Маноло даже сбавил скорость — посмотрел на своего начальника и неуверенно улыбнулся:
— Как — ртом?
— Не тормози, а то в зад врежутся, — сказал ему Конде, покачав головой, и тоже улыбнулся. Полная распущенность, подумал он и закурил, почувствовав себя лучше. Через два квартала его дом, а там целых три свободных часа, можно будет сидеть и писать — что угодно, лишь бы писать.
Поставь битлов! Пусть магнитофон твой и все прочее, только я желаю слушать этих чертовых битлов! Strawberry Fields[9] — лучшая песня в истории человечества, я отстаивал свой выбор яростно, страстно, и вообще, какого хрена ты меня позвал? Дульсита, сказал он. А сам такой худющий, откуда, скажите, силы берутся слова произносить, и кадык прыгает, будто что-то проглатывает. Ну и что дальше? То, что Дульсита уезжает. Она уезжает, сказал он мне, а до меня никак не доходит, куда, черт подери, она уезжает — домой, в школу, в Лома-дель-Бурро,[10] и тут вдруг понял, что я настоящий осел. Уезжает — это значит уезжает, сваливает, сматывается, несется во весь опор в одно только возможное место — Майами. Уезжает — это значит, что она никогда больше не вернется. Но как же так? Вчера позвонила мне, поздно уже, и сказала. Мы, как поссорились, так больше почти и не встречаемся, но иногда она мне звонит, иногда я ей — короче, остаемся друзьями, даже после того как я так подло поступил по отношению к ней, связавшись с Мариан. Позвонила мне и говорит: я уезжаю.
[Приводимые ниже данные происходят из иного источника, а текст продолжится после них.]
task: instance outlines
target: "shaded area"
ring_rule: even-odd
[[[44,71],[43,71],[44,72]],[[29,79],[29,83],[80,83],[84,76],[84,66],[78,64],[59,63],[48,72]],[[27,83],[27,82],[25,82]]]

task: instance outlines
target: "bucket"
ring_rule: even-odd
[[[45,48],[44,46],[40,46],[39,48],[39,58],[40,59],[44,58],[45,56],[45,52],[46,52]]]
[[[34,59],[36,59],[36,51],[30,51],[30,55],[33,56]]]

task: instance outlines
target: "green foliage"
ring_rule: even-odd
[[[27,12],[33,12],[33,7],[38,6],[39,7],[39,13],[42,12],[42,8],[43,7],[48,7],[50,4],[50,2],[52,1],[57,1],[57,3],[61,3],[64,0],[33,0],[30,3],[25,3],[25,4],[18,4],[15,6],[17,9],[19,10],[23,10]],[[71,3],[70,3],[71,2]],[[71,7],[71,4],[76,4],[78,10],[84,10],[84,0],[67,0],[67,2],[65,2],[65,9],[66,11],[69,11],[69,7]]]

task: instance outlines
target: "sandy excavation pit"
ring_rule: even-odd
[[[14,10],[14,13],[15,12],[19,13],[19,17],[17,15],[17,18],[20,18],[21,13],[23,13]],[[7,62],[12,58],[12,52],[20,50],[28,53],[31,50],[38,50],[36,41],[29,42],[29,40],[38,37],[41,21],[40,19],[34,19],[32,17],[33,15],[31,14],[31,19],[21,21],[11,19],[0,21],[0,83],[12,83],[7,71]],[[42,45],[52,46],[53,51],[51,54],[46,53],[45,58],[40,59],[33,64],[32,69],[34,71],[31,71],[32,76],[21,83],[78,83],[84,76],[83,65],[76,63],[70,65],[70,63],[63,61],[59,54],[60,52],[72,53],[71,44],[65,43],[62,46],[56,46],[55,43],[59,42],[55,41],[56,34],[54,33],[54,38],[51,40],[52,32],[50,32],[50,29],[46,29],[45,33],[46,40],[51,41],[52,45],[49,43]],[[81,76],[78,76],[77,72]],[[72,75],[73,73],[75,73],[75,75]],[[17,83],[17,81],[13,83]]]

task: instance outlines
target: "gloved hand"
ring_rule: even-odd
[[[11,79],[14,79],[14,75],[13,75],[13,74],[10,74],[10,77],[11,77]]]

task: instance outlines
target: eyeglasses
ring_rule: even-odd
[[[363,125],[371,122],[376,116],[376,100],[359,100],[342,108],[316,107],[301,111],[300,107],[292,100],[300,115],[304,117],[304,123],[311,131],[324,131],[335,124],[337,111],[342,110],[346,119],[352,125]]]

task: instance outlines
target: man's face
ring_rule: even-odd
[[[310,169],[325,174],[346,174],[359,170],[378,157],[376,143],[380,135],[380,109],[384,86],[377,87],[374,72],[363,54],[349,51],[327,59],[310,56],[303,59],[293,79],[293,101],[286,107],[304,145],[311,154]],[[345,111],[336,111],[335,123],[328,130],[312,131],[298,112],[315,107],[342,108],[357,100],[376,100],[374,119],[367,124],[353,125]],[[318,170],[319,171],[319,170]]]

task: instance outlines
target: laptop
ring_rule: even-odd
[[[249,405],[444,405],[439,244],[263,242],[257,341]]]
Комната стала желтой от закатного солнца. Грустно звучала Strawberry Fields, а мы молча смотрели друг на друга. О чем говорить-то? Из всех нас Дульсита была лучшей: защитница слабых и обездоленных — вот как мы называли ее ради прикола, но только она умела выслушать остальных, и только ее любили все остальные, потому что она умела любить. Дульсита была своя в доску — и на тебе, уезжает. Скорей всего, мы уже никогда не увидим ее и не скажем — черт побери, какая же она добрая, Дульсита; ни написать ей не сможем, ни по телефону поговорить и даже вспоминать почти перестанем, потому что она уезжает, а тот, кто уезжает, обречен на потерю всего, даже места в памяти друзей. Но почему она уезжает? Не знаю, отвечает он, я ее не спрашивал; да и какая разница, важно, что она уезжает. Он встал, отошел к окну, и я против света не видел его лица, когда он сказал: уезжает — вот ведь, а? — и я понял, что он сейчас заплачет, и было бы хорошо, если бы заплакал, потому что иначе даже воспоминания остались бы незавершенными. И тогда он сказал: сегодня вечером я пойду к ней. И я тоже, сказал я. Но мы так и не повидались с ней напоследок. Мать Дульситы сказала нам: она заболела, спит, но мы-то знали, что не заболела и не спит, все это неправда. Просто она уезжает, подумал я тогда, а после долгое время жил, так и не поняв почему: Дульсита, самая лучшая, самая хорошая, маленькая женщина, которая не раз демонстрировала свое мужество, мужество во всем. Мы побрели восвояси молча, будто в похоронной процессии, а когда пересекли улицу, помню, Тощий сказал: смотри, какая луна красивая.